By Catholic News Service
DENVER (CNS) — The Little Sisters of the Poor and other religious entities are not substantially burdened by procedures set out by the federal government by which they can avoid a requirement to provide contraceptive coverage in health insurance, the 10th U.S. Circuit Court of Appeals ruled July 14.
In a lengthy opinion that considered arguments raised by the organizations under First Amendment religious rights protections and under the Religious Freedom Restoration Act, the court said the groups are not substantially burdened by filing out a form or notifying Health and Human Services via email or a letter that because of their religious-based objections to the mandated coverage, they will not provide it.
The ruling is the latest in a string of circuit court decisions finding that nonprofit religious institutions may not be protected from the procedures set out by HHS from complying with what is known as a mandate to provide coverage for a variety of types of contraceptives in employee health insurance.
"The departments have made opting out of the mandate at least as easy as obtaining a parade permit, filing a simple tax form, or registering to vote — in other words, a routine, brief administrative task," wrote Judge Scott M. Matheson Jr.
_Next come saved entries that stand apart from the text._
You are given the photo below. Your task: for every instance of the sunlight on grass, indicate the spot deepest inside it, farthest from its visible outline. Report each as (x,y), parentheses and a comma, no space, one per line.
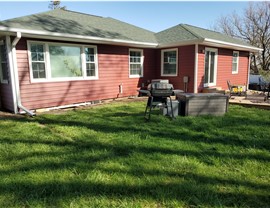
(109,156)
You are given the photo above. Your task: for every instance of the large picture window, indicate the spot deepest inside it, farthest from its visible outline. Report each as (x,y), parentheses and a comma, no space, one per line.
(3,63)
(169,60)
(56,62)
(135,63)
(235,62)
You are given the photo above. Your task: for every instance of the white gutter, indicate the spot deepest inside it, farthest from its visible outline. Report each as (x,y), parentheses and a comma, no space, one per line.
(71,37)
(11,70)
(196,69)
(82,38)
(247,85)
(16,76)
(224,44)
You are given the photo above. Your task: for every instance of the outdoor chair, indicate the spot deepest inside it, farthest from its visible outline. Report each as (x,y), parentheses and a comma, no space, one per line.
(236,89)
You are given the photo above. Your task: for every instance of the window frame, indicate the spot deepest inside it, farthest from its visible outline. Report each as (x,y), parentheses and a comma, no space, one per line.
(49,78)
(3,81)
(141,63)
(237,62)
(162,62)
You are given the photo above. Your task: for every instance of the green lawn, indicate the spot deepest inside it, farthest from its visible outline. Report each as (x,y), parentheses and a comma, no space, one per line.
(109,156)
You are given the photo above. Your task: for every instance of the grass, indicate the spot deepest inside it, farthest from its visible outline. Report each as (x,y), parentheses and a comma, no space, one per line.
(109,156)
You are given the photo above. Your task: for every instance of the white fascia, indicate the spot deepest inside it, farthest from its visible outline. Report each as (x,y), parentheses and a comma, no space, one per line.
(180,43)
(79,38)
(223,44)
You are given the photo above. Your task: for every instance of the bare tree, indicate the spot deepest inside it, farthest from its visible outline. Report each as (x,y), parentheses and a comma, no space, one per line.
(253,26)
(56,5)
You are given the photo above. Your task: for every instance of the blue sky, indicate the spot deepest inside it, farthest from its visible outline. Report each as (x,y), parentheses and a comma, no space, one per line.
(154,16)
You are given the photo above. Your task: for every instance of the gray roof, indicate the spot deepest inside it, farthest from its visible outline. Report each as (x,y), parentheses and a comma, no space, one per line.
(69,22)
(184,32)
(74,23)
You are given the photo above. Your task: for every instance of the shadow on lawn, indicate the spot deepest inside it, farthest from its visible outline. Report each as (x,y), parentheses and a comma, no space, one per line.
(192,188)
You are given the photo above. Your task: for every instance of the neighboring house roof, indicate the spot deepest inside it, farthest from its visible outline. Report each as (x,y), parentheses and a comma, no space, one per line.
(68,24)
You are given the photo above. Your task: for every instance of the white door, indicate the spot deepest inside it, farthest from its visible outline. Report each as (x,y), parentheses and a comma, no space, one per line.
(210,67)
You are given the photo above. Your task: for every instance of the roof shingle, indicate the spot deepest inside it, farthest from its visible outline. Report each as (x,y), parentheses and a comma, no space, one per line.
(74,23)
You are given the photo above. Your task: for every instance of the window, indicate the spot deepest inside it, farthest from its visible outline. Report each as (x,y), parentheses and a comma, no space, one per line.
(235,62)
(62,62)
(90,62)
(3,63)
(38,61)
(65,61)
(169,62)
(135,63)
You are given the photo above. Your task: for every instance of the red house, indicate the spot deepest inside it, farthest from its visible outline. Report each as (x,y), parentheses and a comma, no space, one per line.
(62,57)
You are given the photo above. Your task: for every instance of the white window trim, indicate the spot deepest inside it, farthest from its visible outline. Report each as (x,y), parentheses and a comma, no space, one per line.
(3,81)
(162,62)
(48,65)
(237,67)
(142,61)
(215,67)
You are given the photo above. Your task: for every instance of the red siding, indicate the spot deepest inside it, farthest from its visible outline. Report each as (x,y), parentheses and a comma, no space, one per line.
(186,62)
(224,68)
(113,66)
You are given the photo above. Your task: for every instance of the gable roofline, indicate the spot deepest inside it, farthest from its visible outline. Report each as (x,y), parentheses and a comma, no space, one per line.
(75,38)
(182,34)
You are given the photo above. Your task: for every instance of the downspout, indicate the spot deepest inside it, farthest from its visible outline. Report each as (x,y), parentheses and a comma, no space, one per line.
(196,70)
(247,87)
(16,76)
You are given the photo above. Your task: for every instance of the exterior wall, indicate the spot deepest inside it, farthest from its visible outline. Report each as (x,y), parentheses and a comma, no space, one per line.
(224,68)
(186,62)
(113,69)
(6,101)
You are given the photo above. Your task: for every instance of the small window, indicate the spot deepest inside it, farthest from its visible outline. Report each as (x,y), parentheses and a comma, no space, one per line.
(135,63)
(169,62)
(3,63)
(65,61)
(235,62)
(90,59)
(38,61)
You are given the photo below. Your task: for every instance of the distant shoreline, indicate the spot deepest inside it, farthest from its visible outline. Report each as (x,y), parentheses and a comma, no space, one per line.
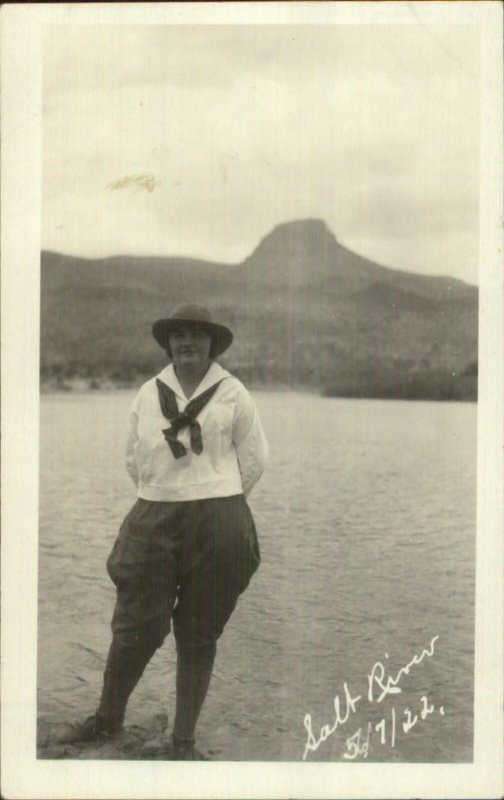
(106,386)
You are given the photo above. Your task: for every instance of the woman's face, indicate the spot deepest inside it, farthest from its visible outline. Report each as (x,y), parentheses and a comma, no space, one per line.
(190,346)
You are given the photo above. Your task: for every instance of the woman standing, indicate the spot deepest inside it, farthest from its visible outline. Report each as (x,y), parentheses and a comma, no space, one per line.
(188,548)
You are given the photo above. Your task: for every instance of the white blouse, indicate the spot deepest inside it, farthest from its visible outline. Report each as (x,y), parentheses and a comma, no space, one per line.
(235,448)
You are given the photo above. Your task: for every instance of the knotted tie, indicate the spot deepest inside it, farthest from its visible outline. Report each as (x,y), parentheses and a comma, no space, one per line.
(184,419)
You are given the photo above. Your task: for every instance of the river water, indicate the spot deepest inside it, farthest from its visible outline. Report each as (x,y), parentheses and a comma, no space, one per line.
(366,519)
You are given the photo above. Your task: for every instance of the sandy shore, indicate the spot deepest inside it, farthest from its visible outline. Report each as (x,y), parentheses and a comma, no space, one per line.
(148,741)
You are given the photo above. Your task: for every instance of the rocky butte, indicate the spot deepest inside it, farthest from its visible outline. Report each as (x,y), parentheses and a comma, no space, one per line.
(308,312)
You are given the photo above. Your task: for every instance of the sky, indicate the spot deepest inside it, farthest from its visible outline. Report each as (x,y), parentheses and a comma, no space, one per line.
(198,140)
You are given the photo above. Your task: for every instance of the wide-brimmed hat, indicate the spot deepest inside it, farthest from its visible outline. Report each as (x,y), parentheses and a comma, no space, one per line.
(194,314)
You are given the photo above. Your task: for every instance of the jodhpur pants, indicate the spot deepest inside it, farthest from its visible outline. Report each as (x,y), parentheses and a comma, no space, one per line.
(185,562)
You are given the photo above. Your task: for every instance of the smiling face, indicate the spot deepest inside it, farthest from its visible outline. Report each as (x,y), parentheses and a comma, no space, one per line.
(190,347)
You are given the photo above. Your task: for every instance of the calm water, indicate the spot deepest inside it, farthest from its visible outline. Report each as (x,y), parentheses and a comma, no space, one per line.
(366,517)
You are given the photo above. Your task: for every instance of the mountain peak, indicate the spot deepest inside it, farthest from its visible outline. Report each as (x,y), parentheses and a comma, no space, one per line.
(296,244)
(308,228)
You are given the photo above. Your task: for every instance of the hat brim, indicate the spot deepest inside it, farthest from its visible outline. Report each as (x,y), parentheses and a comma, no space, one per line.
(220,335)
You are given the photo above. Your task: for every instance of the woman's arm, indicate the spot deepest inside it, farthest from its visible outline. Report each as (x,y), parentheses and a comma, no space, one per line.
(132,439)
(250,442)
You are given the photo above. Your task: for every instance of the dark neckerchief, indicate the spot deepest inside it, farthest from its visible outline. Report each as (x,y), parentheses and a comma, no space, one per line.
(184,419)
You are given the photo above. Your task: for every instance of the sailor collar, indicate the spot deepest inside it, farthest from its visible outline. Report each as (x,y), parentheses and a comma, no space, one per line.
(214,374)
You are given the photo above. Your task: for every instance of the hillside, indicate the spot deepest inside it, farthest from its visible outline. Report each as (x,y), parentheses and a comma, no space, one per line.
(305,310)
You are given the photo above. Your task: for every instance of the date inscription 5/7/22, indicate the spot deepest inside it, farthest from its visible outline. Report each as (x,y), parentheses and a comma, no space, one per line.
(380,685)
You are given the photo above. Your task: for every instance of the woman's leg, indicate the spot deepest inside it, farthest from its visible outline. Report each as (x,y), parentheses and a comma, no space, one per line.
(194,672)
(219,556)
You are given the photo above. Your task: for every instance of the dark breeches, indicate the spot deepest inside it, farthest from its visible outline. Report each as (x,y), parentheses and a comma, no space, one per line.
(187,562)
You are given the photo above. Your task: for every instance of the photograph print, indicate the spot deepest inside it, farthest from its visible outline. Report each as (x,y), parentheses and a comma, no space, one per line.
(258,392)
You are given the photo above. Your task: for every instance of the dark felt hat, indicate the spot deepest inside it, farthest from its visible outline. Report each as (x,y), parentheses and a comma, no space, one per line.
(193,314)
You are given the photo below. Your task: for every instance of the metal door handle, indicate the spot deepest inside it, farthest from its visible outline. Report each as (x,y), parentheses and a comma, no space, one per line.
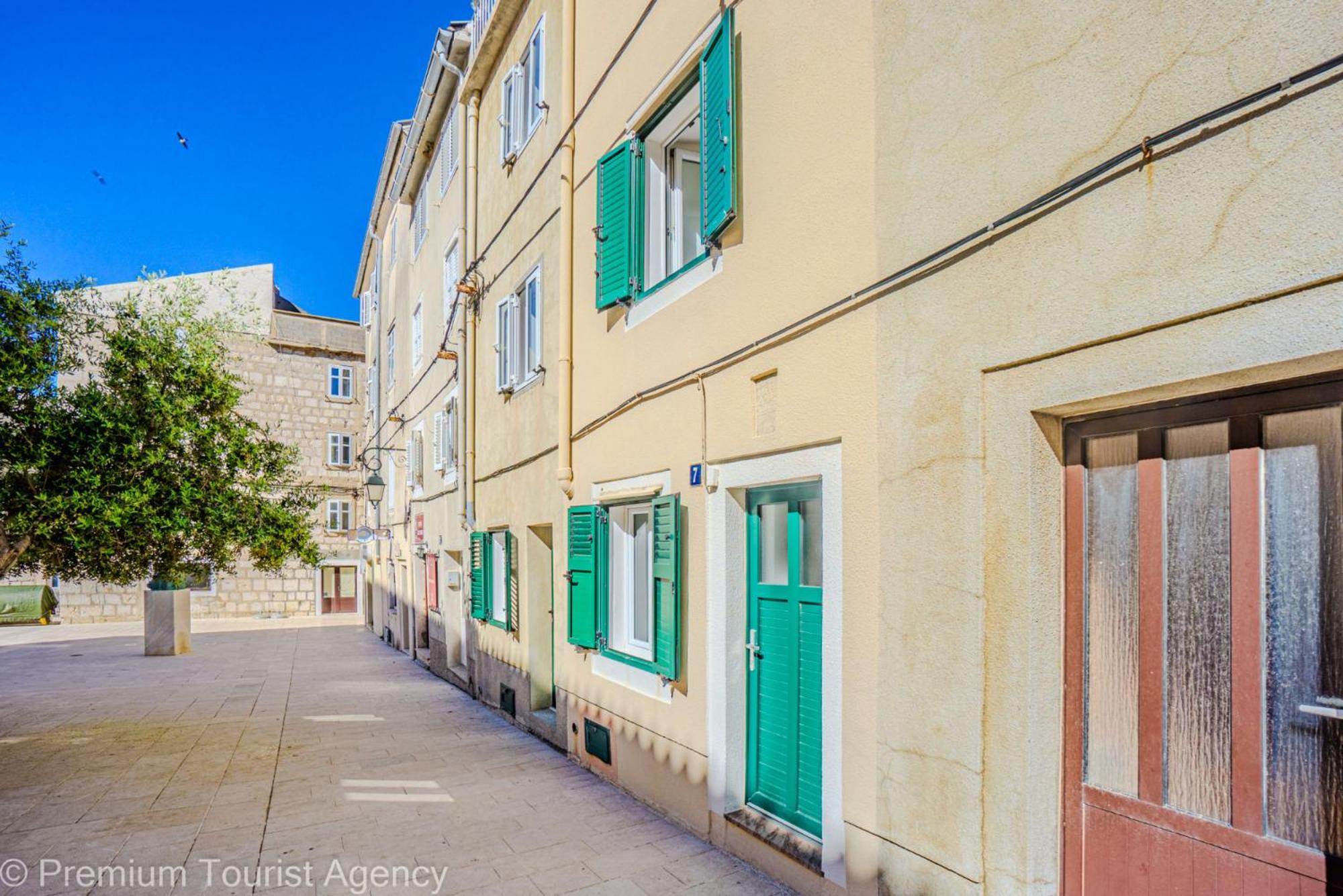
(1329,713)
Under the Affordable Care Act, all health insurance plans are required to provide contraceptive coverage. Churches themselves with a moral objection to contraceptives and other institutions that primarily employ and serve members of the churches are exempt. Nonprofit entities such as church-run colleges and social service agencies are not, but HHS created what is known as an "accommodation" under which such organizations may file a particular form or notify HHS that they will not participate for religious reasons. The contraceptive coverage is then provided to those organizations’ employees, but through third parties, and with no cost or further involvement to the employer. Entities that refuse to comply with the mandate are subject to significant fines.
The organizations that sued say that the acts of filling out the form or notifying HHS are a substantial burden on their religious rights because the steps implicate them in the ultimate provision of contraceptives. The court disagreed.